Goals bank debt is approximately £30 million, provided by lenders Bank of Scotland.  The company has been in breach of key banking covenants for some months, as previously disclosed. The board of Goals has therefore been working closely with both its lenders, and its lawyers, BDB Pitmans, throughout this time.

The board was given clear advice in August that the business appeared to be technically insolvent and that on-going trading was wholly reliant on the support of the Bank of Scotland. As such, the board was advised that “creditors’ interest” duties had arisen. The board was therefore required to consider the interests of creditors as well as those of the company.

Goals said it had received a preliminary, but “highly caveated” offer, for the shares of the company from Sports Direct International. The board, advised by Canaccord Genuity and assisted by BDB Pitmans, its lawyers, co-operated fully with Sports Direct International and provided them with access to the board members, key personnel, the bank, all financial information (including financial projections) and other relevant information to permit them to formulate an offer as  prescribed by the Takeover Code.

Despite this full co-operation and the provision of all relevant information to Sports Direct International, “regretfully no offer was made.”

It is with regret that the funds generated through the sale do not fully compensate even the lenders to the company.

– Goals statement

The board also engaged Deloitte to advise on all options available to the company and to plan for the contingency of a possible administration of the company. The board concluded in late August, with recommendations from Deloitte, that the only feasible outcome was a sale of the business of the Company and its assets. This was exacerbated by the uncertain nature of the VAT-related issues and amounts owing to creditors.

The board said: “It is with regret that the funds generated through the sale do not fully compensate even the lenders to the company.”

It has already taken steps to preserve the company’s legal rights to compensation from parties who might be liable through negligence or more direct involvement, and entered into standstill agreements with former directors and also with its auditors of 15 years, KPMG.

The board is hopeful that action will be taken to hold those responsible to account, where appropriate.
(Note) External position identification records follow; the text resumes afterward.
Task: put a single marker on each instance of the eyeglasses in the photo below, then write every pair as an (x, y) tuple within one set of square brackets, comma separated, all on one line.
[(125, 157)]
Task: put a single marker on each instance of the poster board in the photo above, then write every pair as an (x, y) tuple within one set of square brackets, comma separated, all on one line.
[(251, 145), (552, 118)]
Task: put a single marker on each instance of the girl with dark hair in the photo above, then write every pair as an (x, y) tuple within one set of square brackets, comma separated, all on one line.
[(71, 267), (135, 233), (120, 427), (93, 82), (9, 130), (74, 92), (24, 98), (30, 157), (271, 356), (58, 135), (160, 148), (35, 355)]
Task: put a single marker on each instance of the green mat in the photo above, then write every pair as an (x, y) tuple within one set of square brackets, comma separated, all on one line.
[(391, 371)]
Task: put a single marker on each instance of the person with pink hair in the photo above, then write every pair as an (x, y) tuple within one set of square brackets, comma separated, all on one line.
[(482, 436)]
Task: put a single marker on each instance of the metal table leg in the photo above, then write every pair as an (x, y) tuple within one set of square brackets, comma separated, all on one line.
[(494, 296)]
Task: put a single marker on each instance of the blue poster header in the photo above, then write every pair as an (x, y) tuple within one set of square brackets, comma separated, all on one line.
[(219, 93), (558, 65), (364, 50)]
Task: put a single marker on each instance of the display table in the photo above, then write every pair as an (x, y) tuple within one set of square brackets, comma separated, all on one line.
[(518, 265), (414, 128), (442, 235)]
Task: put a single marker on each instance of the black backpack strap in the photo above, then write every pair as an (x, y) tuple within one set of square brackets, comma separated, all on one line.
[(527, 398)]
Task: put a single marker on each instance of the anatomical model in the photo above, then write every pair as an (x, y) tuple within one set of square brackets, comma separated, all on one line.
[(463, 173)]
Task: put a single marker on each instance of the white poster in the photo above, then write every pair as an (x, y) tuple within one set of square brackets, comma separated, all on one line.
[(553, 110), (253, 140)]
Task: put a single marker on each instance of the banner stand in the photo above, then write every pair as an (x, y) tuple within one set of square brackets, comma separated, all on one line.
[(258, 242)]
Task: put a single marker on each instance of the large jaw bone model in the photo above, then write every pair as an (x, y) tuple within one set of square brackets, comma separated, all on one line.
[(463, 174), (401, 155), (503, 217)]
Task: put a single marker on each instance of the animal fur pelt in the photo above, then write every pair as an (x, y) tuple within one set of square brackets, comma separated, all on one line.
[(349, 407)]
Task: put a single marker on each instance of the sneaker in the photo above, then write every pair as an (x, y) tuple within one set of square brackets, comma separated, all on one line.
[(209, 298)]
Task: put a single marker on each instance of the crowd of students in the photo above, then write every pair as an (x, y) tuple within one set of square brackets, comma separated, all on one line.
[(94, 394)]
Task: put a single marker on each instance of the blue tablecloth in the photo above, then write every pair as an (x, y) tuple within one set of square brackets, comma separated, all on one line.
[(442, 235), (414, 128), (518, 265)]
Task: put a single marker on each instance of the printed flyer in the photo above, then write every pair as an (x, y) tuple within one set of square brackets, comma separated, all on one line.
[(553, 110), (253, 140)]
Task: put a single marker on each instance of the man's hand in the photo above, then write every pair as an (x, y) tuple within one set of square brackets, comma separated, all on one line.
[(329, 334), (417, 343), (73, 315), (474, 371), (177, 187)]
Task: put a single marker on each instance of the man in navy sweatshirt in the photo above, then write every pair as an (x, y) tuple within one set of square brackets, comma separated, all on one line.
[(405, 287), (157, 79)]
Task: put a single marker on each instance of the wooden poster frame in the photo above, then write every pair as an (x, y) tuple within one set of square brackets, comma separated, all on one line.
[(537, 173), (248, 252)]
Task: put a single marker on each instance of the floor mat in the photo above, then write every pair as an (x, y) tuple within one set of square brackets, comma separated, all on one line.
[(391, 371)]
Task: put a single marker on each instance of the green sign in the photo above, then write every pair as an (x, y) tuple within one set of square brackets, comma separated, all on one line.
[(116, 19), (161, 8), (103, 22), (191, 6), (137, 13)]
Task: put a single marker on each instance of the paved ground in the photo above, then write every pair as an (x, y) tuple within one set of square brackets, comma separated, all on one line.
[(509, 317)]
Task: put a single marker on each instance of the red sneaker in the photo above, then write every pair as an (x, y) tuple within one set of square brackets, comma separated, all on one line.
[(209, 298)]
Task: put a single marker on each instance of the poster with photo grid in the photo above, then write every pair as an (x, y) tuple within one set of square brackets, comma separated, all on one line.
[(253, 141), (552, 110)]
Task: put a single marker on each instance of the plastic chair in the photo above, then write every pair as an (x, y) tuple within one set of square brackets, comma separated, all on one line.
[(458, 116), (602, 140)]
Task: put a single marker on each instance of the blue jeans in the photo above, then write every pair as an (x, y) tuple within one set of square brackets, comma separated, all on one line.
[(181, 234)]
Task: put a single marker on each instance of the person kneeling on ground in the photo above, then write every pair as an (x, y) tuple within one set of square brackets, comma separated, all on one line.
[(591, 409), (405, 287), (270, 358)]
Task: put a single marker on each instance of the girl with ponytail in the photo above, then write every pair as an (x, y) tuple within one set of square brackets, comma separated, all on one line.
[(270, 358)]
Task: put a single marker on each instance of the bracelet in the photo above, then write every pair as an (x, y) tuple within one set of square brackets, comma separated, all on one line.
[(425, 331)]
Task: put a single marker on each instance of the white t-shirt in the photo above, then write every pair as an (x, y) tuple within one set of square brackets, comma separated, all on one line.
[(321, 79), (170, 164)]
The board members would be supportive of any such action.

It is very unlikely that shareholders of Goals will receive any value for their shares.

“This outcome is a matter of deep regret for the board, but as previously outlined the nature of the inappropriate accounting (going back to at least 2009) and the VAT-related issues means the business has been significantly less profitable than previously believed.

“At each and every step of the way the board has done everything in its power in combination with its advisers to ensure that it took steps to deliver the best outcome for the company and its stakeholders.”